Once we decide to go standards track we would also need to define a framing format. I'd say we should do these two things at the same time. The experiment I believe is over, once people that have implemented the congestion control part are actually asking for a framing format. This hasn't happened as of now.

Further response from Wes Eddy:

One of the open questions that I think would warrant further understanding before going Standards Track is discussed in the Applicability Section 2.2, and summarized at the end:

  Further study is required to fully understand the behaviour of LEDBAT
  with non-drop-tail, non-FIFO queues.

In my opinion, that's one of the important unknowns.  It's related to the question of what happens when queues are very small.

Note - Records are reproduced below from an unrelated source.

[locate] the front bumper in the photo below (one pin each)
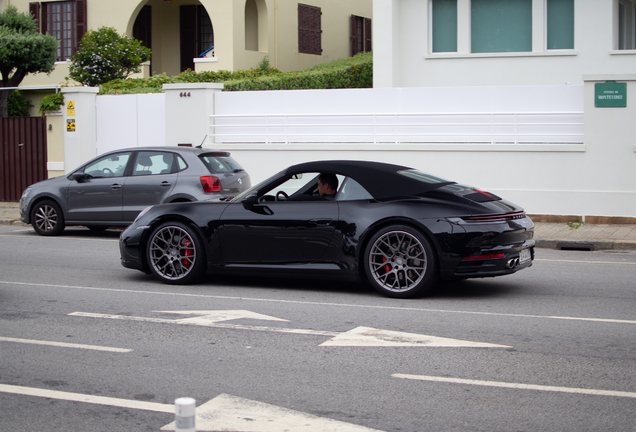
(489, 267)
(130, 253)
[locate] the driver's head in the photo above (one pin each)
(327, 184)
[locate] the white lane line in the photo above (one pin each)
(585, 262)
(206, 324)
(65, 345)
(65, 238)
(573, 390)
(78, 397)
(351, 305)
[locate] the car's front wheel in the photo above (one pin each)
(400, 262)
(175, 253)
(47, 218)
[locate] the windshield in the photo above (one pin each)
(220, 163)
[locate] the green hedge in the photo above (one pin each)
(353, 72)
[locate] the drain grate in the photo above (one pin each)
(587, 247)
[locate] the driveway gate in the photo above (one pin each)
(23, 155)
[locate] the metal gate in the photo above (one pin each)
(23, 155)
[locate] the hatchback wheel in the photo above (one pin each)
(399, 262)
(175, 253)
(47, 218)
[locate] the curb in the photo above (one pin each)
(582, 245)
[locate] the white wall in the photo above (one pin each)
(403, 56)
(130, 121)
(596, 177)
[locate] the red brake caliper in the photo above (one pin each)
(387, 267)
(188, 253)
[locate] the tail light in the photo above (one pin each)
(210, 184)
(496, 218)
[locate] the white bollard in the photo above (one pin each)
(184, 414)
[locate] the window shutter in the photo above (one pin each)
(309, 33)
(188, 30)
(45, 17)
(353, 40)
(34, 8)
(81, 22)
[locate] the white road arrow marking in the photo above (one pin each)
(360, 337)
(218, 316)
(233, 414)
(498, 384)
(223, 413)
(370, 337)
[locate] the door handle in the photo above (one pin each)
(321, 222)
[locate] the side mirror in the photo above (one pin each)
(80, 177)
(250, 201)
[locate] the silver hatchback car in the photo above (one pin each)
(113, 188)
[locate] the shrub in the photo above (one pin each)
(104, 55)
(51, 102)
(18, 105)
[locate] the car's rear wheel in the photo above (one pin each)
(47, 218)
(96, 228)
(175, 253)
(400, 262)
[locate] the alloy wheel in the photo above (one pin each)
(172, 252)
(397, 261)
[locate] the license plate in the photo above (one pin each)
(524, 256)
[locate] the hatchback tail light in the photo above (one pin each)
(211, 184)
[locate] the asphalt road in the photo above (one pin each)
(86, 344)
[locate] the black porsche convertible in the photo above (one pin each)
(396, 227)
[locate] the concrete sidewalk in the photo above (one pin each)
(554, 235)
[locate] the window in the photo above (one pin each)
(626, 25)
(109, 166)
(501, 26)
(360, 35)
(309, 30)
(251, 25)
(351, 190)
(444, 25)
(560, 24)
(152, 163)
(196, 34)
(65, 21)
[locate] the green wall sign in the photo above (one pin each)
(610, 94)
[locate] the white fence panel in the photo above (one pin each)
(526, 115)
(130, 121)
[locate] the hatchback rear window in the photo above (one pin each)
(220, 163)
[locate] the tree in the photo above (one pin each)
(104, 55)
(22, 51)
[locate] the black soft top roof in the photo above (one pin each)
(381, 180)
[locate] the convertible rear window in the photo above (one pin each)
(423, 177)
(220, 162)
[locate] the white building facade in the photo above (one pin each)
(431, 43)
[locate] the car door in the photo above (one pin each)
(98, 196)
(152, 179)
(277, 233)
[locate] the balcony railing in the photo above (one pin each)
(466, 127)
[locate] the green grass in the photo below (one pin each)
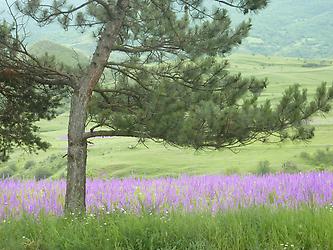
(256, 228)
(116, 157)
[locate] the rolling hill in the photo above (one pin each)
(294, 28)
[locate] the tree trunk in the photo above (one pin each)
(77, 155)
(77, 144)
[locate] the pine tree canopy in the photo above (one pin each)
(166, 76)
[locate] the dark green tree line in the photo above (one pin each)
(167, 79)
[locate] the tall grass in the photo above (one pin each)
(255, 228)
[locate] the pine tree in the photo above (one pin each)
(167, 79)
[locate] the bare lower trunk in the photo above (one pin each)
(77, 156)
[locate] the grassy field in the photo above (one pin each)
(118, 157)
(257, 228)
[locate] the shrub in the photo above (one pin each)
(231, 171)
(263, 168)
(42, 173)
(319, 158)
(6, 172)
(13, 167)
(289, 167)
(29, 164)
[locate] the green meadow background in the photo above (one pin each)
(120, 157)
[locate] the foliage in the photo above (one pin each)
(42, 173)
(169, 85)
(319, 158)
(255, 228)
(263, 168)
(290, 167)
(22, 103)
(29, 164)
(6, 172)
(188, 194)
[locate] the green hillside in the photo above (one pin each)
(66, 55)
(294, 28)
(119, 156)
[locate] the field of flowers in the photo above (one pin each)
(187, 194)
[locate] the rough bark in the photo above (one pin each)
(77, 142)
(77, 156)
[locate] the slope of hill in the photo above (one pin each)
(118, 157)
(295, 28)
(66, 55)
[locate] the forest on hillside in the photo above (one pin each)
(293, 28)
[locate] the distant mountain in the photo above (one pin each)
(63, 54)
(295, 28)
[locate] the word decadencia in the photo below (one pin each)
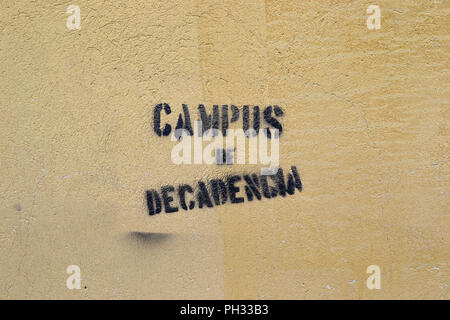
(218, 192)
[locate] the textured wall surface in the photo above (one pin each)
(366, 122)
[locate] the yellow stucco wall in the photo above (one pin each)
(366, 123)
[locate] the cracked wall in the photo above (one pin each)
(366, 123)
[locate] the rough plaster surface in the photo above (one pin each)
(366, 123)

Another question that has received a lot of discussion lately is whether the LEDBAT target delay is really low enough that the people doing competing real-time media flows are totally happy with it, how to know whether we've got this balance right, and how low it can really go without suffering from other issues.

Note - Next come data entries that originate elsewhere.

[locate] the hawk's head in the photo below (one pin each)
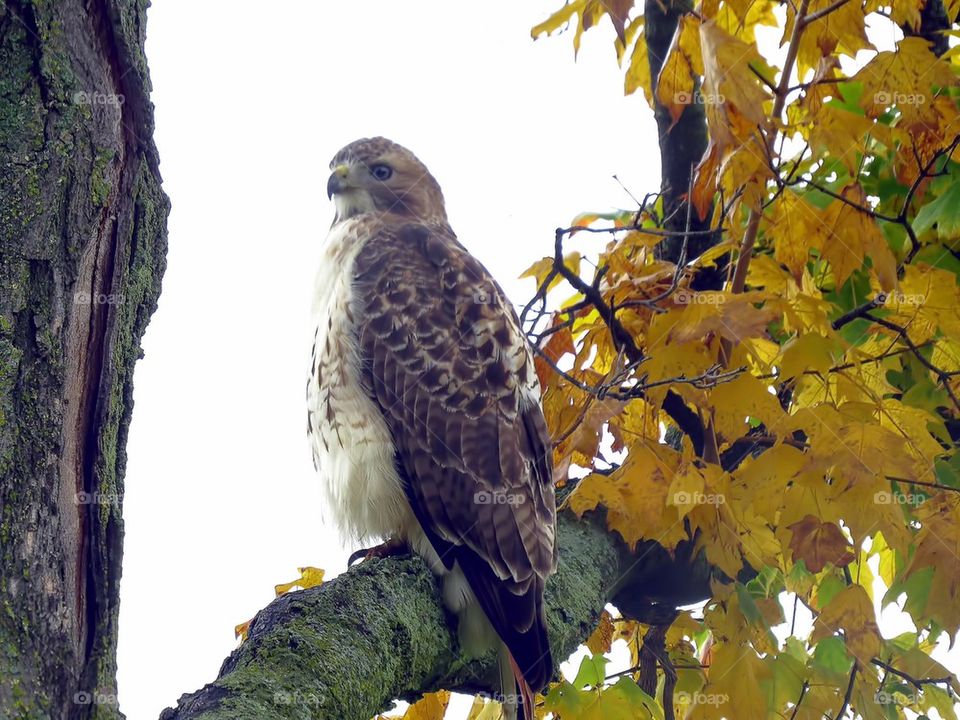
(377, 175)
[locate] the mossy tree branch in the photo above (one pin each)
(346, 649)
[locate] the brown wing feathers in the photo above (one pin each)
(445, 362)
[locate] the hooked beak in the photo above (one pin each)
(337, 181)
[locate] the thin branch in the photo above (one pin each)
(942, 375)
(848, 694)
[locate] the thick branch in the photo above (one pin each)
(346, 649)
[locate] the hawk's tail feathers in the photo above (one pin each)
(514, 688)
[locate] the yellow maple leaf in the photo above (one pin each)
(852, 612)
(432, 706)
(680, 69)
(842, 31)
(853, 236)
(635, 496)
(745, 397)
(309, 577)
(908, 78)
(818, 544)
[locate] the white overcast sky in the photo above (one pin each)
(252, 101)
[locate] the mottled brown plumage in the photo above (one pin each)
(433, 344)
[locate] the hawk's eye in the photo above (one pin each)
(381, 172)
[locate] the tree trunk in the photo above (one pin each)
(82, 248)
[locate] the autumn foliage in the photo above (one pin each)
(799, 423)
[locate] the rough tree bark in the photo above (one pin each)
(82, 247)
(82, 235)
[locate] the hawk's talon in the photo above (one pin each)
(387, 549)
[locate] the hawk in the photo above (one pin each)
(424, 409)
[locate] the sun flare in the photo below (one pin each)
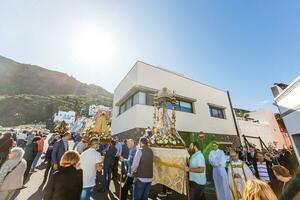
(93, 46)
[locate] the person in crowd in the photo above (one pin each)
(31, 150)
(48, 156)
(108, 164)
(12, 173)
(258, 190)
(263, 168)
(30, 137)
(59, 148)
(66, 183)
(6, 143)
(77, 139)
(238, 174)
(117, 158)
(21, 139)
(82, 145)
(292, 190)
(218, 160)
(142, 167)
(124, 155)
(91, 162)
(40, 152)
(251, 159)
(283, 175)
(128, 163)
(14, 134)
(196, 170)
(242, 154)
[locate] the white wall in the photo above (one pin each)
(267, 128)
(289, 100)
(155, 78)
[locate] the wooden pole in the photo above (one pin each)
(187, 185)
(121, 180)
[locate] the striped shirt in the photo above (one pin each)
(263, 171)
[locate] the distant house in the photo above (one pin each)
(260, 123)
(68, 117)
(94, 108)
(287, 99)
(200, 107)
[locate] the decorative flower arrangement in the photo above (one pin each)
(62, 128)
(104, 137)
(166, 140)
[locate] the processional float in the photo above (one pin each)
(170, 155)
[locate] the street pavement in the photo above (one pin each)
(34, 188)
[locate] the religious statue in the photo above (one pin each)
(164, 131)
(100, 126)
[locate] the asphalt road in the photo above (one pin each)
(34, 188)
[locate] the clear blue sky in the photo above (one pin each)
(240, 46)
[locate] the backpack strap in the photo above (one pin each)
(13, 168)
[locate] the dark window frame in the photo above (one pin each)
(149, 102)
(220, 112)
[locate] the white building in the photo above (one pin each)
(200, 107)
(94, 108)
(261, 123)
(68, 117)
(288, 103)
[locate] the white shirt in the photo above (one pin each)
(21, 136)
(88, 161)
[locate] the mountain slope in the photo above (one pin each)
(17, 78)
(31, 94)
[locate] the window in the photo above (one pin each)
(186, 106)
(135, 99)
(128, 103)
(169, 105)
(142, 98)
(146, 98)
(216, 112)
(122, 108)
(149, 99)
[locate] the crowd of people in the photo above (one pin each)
(253, 175)
(19, 155)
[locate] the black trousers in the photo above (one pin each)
(115, 168)
(196, 191)
(127, 185)
(26, 174)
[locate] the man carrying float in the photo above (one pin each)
(238, 174)
(170, 155)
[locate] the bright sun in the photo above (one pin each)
(93, 46)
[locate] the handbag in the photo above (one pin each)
(13, 168)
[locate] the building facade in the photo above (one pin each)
(95, 108)
(199, 107)
(288, 103)
(262, 123)
(68, 117)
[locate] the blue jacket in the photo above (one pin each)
(128, 162)
(58, 151)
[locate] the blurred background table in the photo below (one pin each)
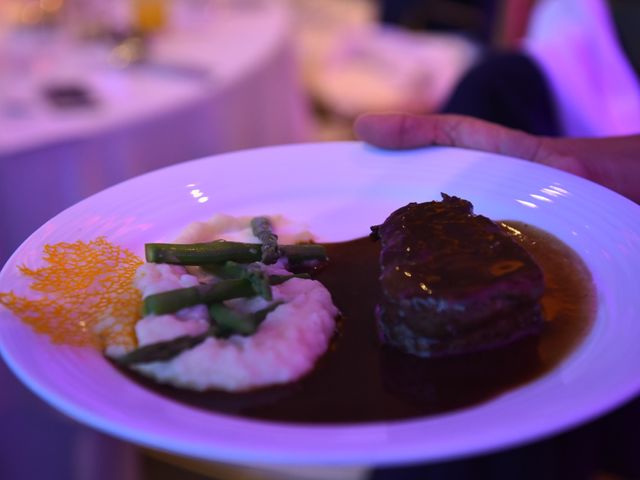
(77, 116)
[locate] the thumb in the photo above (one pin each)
(403, 131)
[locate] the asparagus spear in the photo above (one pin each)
(162, 351)
(173, 300)
(222, 251)
(228, 323)
(261, 228)
(231, 322)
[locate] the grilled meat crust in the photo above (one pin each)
(453, 281)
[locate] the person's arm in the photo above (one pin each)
(613, 162)
(512, 20)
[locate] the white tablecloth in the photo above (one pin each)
(225, 82)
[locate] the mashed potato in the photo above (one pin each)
(287, 344)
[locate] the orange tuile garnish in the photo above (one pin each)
(87, 296)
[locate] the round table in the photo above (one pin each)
(218, 80)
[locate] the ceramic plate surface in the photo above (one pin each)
(340, 189)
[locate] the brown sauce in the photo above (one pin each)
(360, 381)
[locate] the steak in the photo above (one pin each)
(453, 281)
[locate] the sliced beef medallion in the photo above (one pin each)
(453, 282)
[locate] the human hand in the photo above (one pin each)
(403, 131)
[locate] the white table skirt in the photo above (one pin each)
(248, 96)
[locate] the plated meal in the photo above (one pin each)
(395, 361)
(247, 315)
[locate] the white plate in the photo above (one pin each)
(341, 189)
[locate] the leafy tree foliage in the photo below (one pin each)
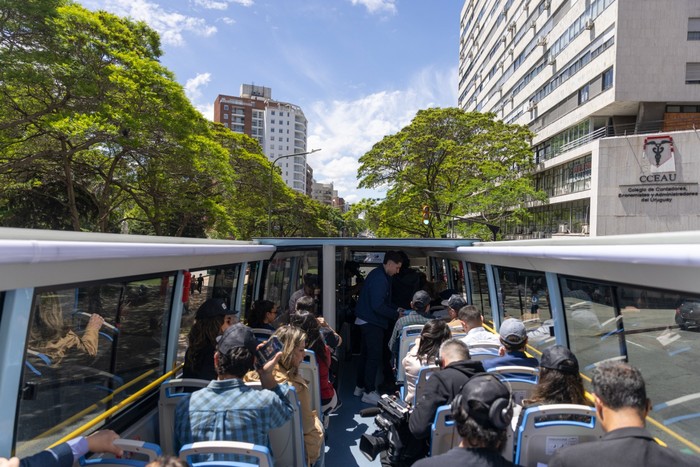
(457, 163)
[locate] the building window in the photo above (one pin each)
(692, 73)
(583, 94)
(694, 29)
(607, 79)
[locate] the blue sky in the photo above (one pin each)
(359, 69)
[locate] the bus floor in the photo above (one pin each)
(346, 426)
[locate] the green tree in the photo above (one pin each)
(458, 163)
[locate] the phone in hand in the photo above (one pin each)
(268, 350)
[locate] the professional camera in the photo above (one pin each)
(392, 430)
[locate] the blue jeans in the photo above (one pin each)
(370, 356)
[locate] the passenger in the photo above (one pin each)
(287, 371)
(68, 453)
(212, 319)
(308, 323)
(559, 380)
(419, 314)
(622, 407)
(473, 322)
(374, 312)
(229, 410)
(309, 288)
(443, 385)
(262, 314)
(50, 335)
(425, 352)
(453, 305)
(513, 338)
(481, 411)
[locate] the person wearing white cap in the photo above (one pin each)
(513, 337)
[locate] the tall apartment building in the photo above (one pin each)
(279, 127)
(611, 89)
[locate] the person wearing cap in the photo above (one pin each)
(419, 314)
(482, 410)
(473, 322)
(453, 305)
(309, 288)
(443, 385)
(559, 380)
(513, 338)
(228, 409)
(622, 406)
(213, 318)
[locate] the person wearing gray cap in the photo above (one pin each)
(227, 406)
(513, 337)
(482, 411)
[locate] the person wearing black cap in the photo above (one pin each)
(621, 406)
(229, 410)
(559, 381)
(213, 317)
(513, 337)
(482, 411)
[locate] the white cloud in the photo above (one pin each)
(377, 6)
(170, 25)
(345, 130)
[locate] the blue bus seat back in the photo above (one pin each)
(150, 450)
(408, 336)
(547, 428)
(260, 453)
(171, 391)
(310, 372)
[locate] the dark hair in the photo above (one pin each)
(256, 316)
(470, 314)
(202, 335)
(477, 435)
(308, 323)
(433, 334)
(394, 256)
(620, 385)
(305, 303)
(556, 387)
(237, 362)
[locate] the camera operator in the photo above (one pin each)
(482, 410)
(443, 385)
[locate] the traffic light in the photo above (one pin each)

I think Rolf explained well that we tend to be pretty conservative about advancing CC specifications, traditionally.  Look at the progression of 2001 (PS) in 1997 to 5681 (DS) in 2009 as an example! (and of course SS and CA predate RFC 2001 by quite a bit as well).

(Pete Resnick) No Objection

(Robert Sparks) No Objection

(Sean Turner) No Objection

Comment (2012-05-21 for -09)
Had the same security question Stephen had.